I'm working on installing some new soffit and replacing rotten decking beneath a poorly installed section of shingles on a small overhang protruding from the first story of a two story house. As I was pulling off the fascia board on the end of the overhang, the section of 2x4 to which it was secured practically crumbled apart into a few pieces with the slightest bit of pressure from my pry bar.

I'm hoping someone can tell me what might have caused the damage to this board (pics below). I've done a bit of research on wood-destroying insects and don't see a very clear match for the damage I'm seeing here. I'd feel a lot better knowing what caused this damage in the first place before sealing everything back up after replacing everything that's not in excellent shape.

FWIW, I'm in Forney, Texas (suburb of Dallas) and the house was built in 1989 to what I've come to understand is "professional" standards (aka cheaply and with little regard for proper building materials and practices).

Thanks!

-Mason


----------



## oh'mike (Sep 18, 2009)

Might be powder post beetles---but the damage appears to be in the log,before milling and kiln drying--see how the chambers are sliced open? (kiln drying will kill them)
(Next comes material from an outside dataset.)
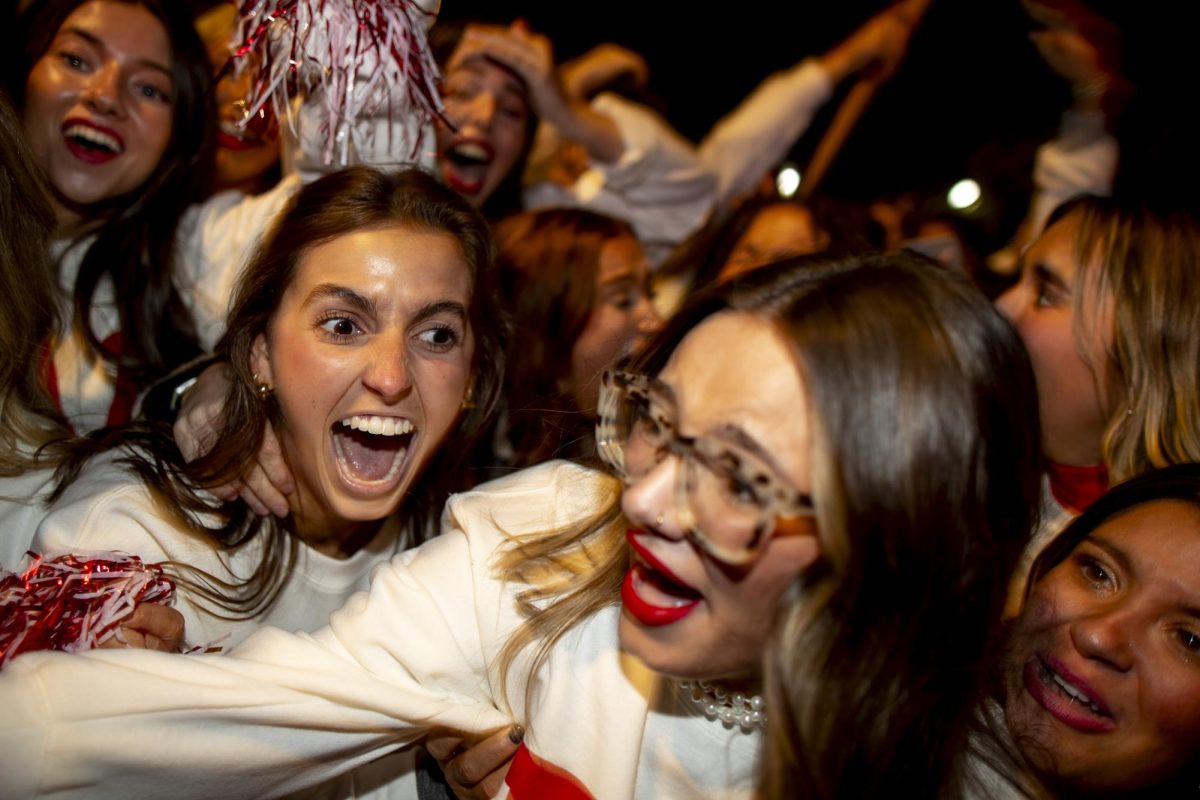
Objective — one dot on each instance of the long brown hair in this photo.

did you see fresh saw dust when you demoed that area? active powder post beetles leave fine saw dust---investigate the surrounding areas for infestation---you do not want to have them eating your house---


----------



## joecaption (Nov 30, 2011)

I'm guessing Old House Boring Beetle.
Main reason is the oval, large, not round holes. 
Boring Beetles leave round small holes.
http://www.fidelityx.com/Oldhouseborer.html


----------



## oh'mike (Sep 18, 2009)

joecaption said:


> I'm guessing Old House Boring Beetle.
> Main reason is the oval, large, not round holes.
> Boring Beetles leave round small holes.
> http://www.fidelityx.com/Oldhouseborer.html


Thanks for looking in---you have more knowledge about bugs than I do---Mike----


----------



## joecaption (Nov 30, 2011)

Still just a guess.
Is that because I've been "bugging" people longer then you have Mike?


----------



## Lelani (Feb 28, 2014)

Looks like beetle or weevel. What part of the country are you in?


----------